Ich: Was denn diese seien?
Er: Das könne er jetzt nicht so spontan beantworten.
Ich: Ob seiner Meinung nach ein gewisser gesellschaftlicher Grundkonsens notwendig sei, um sich gewisse Freiheiten leisten zu können?
Er: Womöglich.
Ich: Ob er sich vorstellen könne, dass dieser Grundkonsens vielleicht daraus bestehen könnte, grundlegende Ansichten über richtig und falsch als allgemein akzeptiert und unhinterfragt zu werten?
Er: Klingt logisch.
Ich: Ob er mir zustimmen würde, wenn ich sage, dieser Konsens über richtig und falsch läge im vordemokratischen, im vorpolitischen Raum?
Er: Er könne sich denken, worauf ich hinauswolle.

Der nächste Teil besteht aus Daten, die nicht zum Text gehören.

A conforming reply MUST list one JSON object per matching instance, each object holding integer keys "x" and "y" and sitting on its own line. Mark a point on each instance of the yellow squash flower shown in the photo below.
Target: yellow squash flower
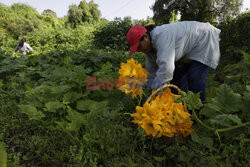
{"x": 134, "y": 76}
{"x": 163, "y": 117}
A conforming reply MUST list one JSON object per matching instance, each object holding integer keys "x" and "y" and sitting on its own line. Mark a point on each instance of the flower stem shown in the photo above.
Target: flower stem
{"x": 202, "y": 123}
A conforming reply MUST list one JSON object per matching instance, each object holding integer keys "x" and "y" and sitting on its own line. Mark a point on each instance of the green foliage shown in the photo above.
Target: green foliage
{"x": 75, "y": 15}
{"x": 49, "y": 13}
{"x": 3, "y": 155}
{"x": 116, "y": 32}
{"x": 48, "y": 117}
{"x": 84, "y": 12}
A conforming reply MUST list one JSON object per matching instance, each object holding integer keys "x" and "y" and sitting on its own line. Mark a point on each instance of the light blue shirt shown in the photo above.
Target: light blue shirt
{"x": 191, "y": 39}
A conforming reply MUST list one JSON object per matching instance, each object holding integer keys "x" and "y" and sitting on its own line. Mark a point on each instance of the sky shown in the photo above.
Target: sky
{"x": 137, "y": 9}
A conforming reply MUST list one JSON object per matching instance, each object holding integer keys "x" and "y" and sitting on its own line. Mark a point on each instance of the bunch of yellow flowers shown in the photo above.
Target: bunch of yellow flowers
{"x": 132, "y": 76}
{"x": 163, "y": 117}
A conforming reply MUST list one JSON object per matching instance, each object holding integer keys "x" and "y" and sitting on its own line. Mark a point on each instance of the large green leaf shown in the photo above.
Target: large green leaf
{"x": 206, "y": 141}
{"x": 226, "y": 101}
{"x": 225, "y": 120}
{"x": 71, "y": 97}
{"x": 53, "y": 106}
{"x": 76, "y": 120}
{"x": 84, "y": 105}
{"x": 31, "y": 111}
{"x": 193, "y": 101}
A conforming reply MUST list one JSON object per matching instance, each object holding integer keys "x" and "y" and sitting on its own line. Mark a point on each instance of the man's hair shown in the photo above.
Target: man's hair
{"x": 149, "y": 29}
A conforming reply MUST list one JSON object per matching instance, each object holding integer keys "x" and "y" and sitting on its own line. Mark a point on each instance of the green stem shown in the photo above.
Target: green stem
{"x": 233, "y": 127}
{"x": 217, "y": 133}
{"x": 202, "y": 123}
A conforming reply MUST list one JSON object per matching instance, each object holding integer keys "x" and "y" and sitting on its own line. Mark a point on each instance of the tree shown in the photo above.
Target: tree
{"x": 95, "y": 12}
{"x": 49, "y": 13}
{"x": 86, "y": 15}
{"x": 199, "y": 10}
{"x": 75, "y": 15}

Ich: Ob er mir dann die Frage beantworten könne, ob dieser notwendige Konsens nicht dadurch zerstört werde, wenn sich aufgrund massenhafter kulturfremder Einwanderung Parallelgesellschaften bilden und somit eben dieser Konsens in Frage gestellt wird?
Er: Vermutlich?
Ich: Warum er dann nicht gegen Masseneinwanderung sei, beziehungsweise mir so eine unsinnige Frage stellen würde?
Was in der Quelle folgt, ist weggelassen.